Legal Question in Family Law in Virginia
privacy
If I am seeking the help of a therapist to help me come to terms with being a lesbian and wanting a divorce. I also have 3 children. If I use health insurance to pay for the therapist are the records available to the divorce proceedings or are the confidential and not able to be used against me in the divorce?
2 Answers from Attorneys
Re: privacy
It all depends on the weight and degree of relevance of such evidence to the essential issues about to be adjudicated. Bluntly stated,
the Court would have to believe it is darn important to deciding the particular case.
Re: privacy
This is a very good question. It's possible,
whether or not you use health insurance to pay for the therapist, that, if in the course of the discovery phase of the divorce suit, it were discovered by your husband that you had used such a therapist for the purpose which you've mentioned(or even for other reasons), that the court hearing the matter would grant your husband's motion to waive the therapist-patient privilege of confidentiality, if such motion were filed. This means, as a practical matter, that the details of your therapy could be disclosed and become part of the public record in the lawsuit
and, obviously, could be used by your opponent against you in the suit.

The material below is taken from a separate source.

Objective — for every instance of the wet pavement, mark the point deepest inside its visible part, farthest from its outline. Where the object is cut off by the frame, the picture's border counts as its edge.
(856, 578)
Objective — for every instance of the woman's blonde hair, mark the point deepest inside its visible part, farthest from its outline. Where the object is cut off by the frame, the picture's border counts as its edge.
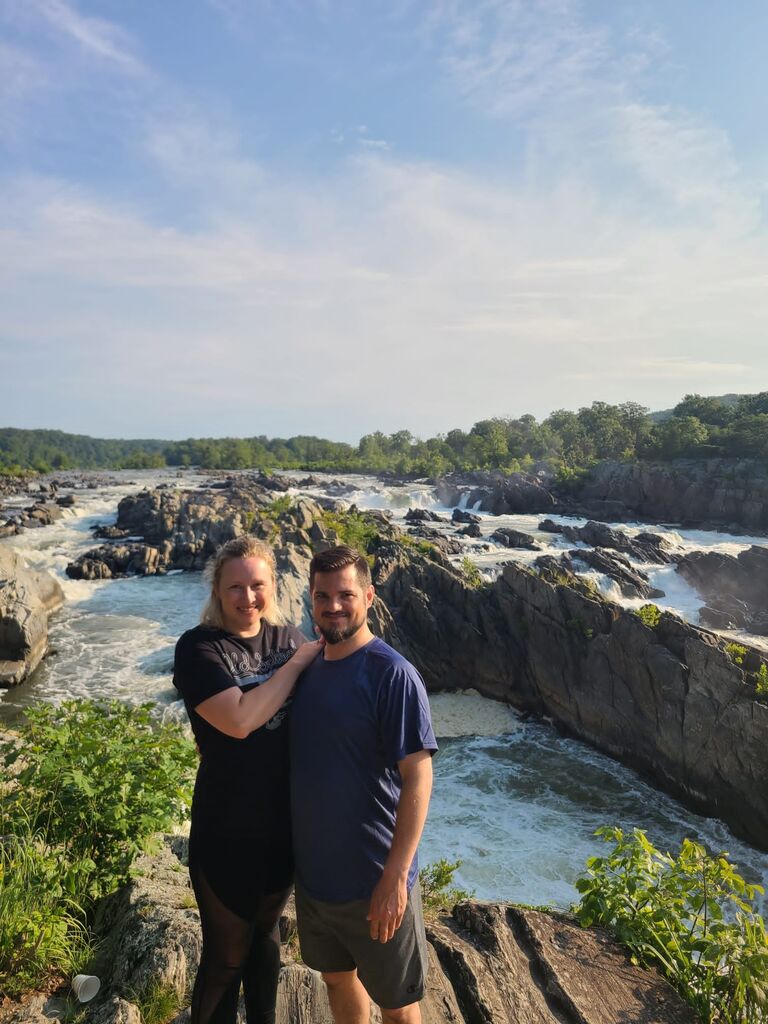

This, of ourse, assumes that the custody and placement of the children and right of visitation of the non-custodial parent would be important issues in the divorce matter. Also, the jurisdiction in which the divorce was filed would be of great importance in determining whether such
a motion would be granted or denied. In other words, whether the jurisdiction was say, Washington D.C. versus Buchanan County, Virginia,
could make a great deal of difference as to whether a waiver of the confidentiality privilege would be granted by the court.